Help proving a chain rule from total derivative chain rule

Question

Consider $f:\mathbb{R}^d\to\mathbb{R}$ and $g:\mathbb{R}\to\mathbb{R}^d$.

It is known that $$ \tag{*} (f\circ g)'(x) = \sum_{i=1}^d \partial_i f(g(x)) \cdot g'(x)^i $$

I would like to prove this from the chain rule for the total derivatives:

$$ \tag{**} D_x(f\circ g) = D_{g(x)}f \circ D_xg $$

I'm not sure how to rigorously proceed here. Intuitively I know the two total differentials in the total derivative chain rule can be represented as matrices and their composition will correspond to the multiplication in the desired partial derivative chain rule. But I'm not sure how to get there. How does the function composition get converted into a summation + multiplication?

Another related issue. The expression $(*)$ is a real number when evaluated at $x$. The expression $(**)$ is a linear map from $\mathbb{R}\to\mathbb{R}$. It's not to difficult to understand that the linear maps $\mathbb{R}\to\mathbb{R}$ (the dual space of $\mathbb{R}$) are isomorphic to $\mathbb{R}$ itself. But still, it's providing a little bit of a technical stumbling block for getting my desired result.

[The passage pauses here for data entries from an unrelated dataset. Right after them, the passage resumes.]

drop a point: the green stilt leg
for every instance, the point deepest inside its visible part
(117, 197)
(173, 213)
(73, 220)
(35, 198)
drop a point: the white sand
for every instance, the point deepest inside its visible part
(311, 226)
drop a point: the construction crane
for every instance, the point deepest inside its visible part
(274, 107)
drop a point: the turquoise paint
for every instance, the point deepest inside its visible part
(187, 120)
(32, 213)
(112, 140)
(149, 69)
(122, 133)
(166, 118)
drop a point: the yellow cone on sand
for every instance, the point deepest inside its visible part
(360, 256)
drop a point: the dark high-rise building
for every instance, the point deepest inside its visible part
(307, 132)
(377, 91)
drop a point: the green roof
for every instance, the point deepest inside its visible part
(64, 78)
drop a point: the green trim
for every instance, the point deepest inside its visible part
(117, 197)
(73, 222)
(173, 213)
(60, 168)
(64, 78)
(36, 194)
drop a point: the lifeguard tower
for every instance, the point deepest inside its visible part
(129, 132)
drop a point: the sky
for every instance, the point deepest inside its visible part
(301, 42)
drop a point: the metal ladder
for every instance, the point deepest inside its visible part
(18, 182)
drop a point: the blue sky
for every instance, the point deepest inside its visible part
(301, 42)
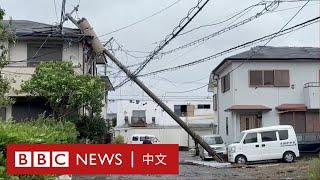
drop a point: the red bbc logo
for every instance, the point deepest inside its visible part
(41, 159)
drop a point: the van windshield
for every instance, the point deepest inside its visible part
(239, 138)
(213, 140)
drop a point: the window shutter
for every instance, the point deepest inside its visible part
(227, 83)
(281, 78)
(255, 78)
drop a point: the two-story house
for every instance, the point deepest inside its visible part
(267, 86)
(144, 116)
(38, 42)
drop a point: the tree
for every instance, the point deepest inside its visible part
(5, 37)
(66, 91)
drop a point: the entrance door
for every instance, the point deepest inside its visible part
(249, 122)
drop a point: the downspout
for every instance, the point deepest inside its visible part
(216, 77)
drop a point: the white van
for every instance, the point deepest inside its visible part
(216, 143)
(275, 142)
(139, 138)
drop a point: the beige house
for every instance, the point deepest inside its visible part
(37, 42)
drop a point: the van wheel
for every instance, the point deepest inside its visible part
(241, 159)
(289, 157)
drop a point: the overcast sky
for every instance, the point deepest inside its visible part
(108, 15)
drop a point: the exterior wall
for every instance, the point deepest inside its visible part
(125, 108)
(225, 100)
(241, 93)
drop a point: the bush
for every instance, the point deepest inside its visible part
(119, 139)
(314, 169)
(91, 128)
(41, 131)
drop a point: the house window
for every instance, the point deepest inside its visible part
(225, 83)
(227, 126)
(138, 117)
(256, 78)
(203, 106)
(268, 78)
(281, 78)
(215, 102)
(38, 52)
(276, 78)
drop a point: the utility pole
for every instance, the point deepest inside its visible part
(97, 46)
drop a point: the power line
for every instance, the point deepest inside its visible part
(141, 20)
(223, 21)
(264, 38)
(182, 24)
(275, 35)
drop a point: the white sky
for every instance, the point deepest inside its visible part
(108, 15)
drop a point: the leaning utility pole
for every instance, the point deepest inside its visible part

A note, the derivative language may even be overkill for my understanding. If instead we had linear functions $S:\mathbb{R}^d \to \mathbb{R}$ and $T:\mathbb{R}\to\mathbb{R}^d$ we can represent the composition $S\circ T$ by

$$ \sum_i S_iT^i $$

Where $S_i$ and $T^i$ are somehow the matrix components of these linear transformations. But my same questions remain, how is this correspondence made rigorous? How do we pass from function composition to multiplication and summation, and from a function from $\mathbb{R}\to\mathbb{R}$ to a number in $\mathbb{R}$?

Note, I suspect I'm looking for an answer involving inserting projection matrices somewhere, or resolutions of the identity. But I can't figure out exactly what I need...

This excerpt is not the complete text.